Forest
- First edition
- Author: Sonya Hartnett
- Language: English
- Genre: Children's novel
- Publisher: Viking (Australia)
- Publication date: 2001
- Publication place: Australia
- Media type: Print (Paperback)
- Pages: 216
- ISBN: 0-670-89920-8
- OCLC: 49594478
- Dewey Decimal: 823/.914 21
- LC Class: PR9619.3.H3345 F67 2001
- Preceded by: Thursday's Child
- Followed by: Of a Boy

= Forest (novel) =

Novel by Sonya Hartnett

Forest is a novel written by the award-winning Australian author Sonya Hartnett.

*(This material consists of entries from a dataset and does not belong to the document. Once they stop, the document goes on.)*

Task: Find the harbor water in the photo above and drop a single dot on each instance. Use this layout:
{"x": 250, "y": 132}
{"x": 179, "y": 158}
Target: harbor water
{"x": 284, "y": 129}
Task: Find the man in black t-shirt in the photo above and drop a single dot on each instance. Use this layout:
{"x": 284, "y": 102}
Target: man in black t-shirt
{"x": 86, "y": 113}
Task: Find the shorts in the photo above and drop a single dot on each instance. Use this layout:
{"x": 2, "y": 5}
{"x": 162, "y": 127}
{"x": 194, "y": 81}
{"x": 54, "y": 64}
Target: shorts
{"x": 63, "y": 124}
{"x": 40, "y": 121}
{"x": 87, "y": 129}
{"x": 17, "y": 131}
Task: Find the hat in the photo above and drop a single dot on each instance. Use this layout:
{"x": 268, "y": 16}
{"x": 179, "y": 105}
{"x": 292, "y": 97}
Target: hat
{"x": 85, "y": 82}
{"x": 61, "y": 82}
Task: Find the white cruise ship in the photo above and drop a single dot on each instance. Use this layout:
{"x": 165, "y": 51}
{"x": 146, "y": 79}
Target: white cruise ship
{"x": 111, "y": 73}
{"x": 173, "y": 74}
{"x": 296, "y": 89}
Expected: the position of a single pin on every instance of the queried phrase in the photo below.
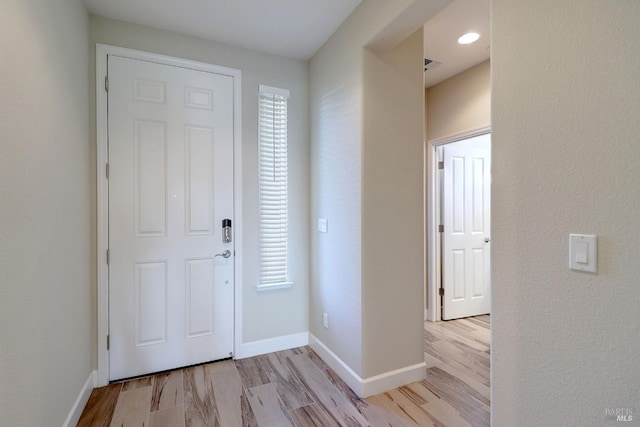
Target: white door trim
(102, 51)
(434, 273)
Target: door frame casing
(434, 248)
(102, 52)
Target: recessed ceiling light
(468, 38)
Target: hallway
(296, 388)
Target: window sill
(273, 286)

It was first published in 2001 by Viking Australia.

==Dedication==
"For Greg, who loves cats."

==Epigraph==
"'Cats, no less liquid than their shadows, Offer no angles to the wind." – A. S. J. Tessimond

==Awards==
- Won – Children's Book of the Year Award: Older Readers (2002)
- Shortlisted – South Australian Festival Awards for Literature (2002)

==Reception==
Discussing Forest, Lesley Hawkes finds that "Hartnett offers new and exciting avenues of thought regarding the place of humans in that [Australian] environment."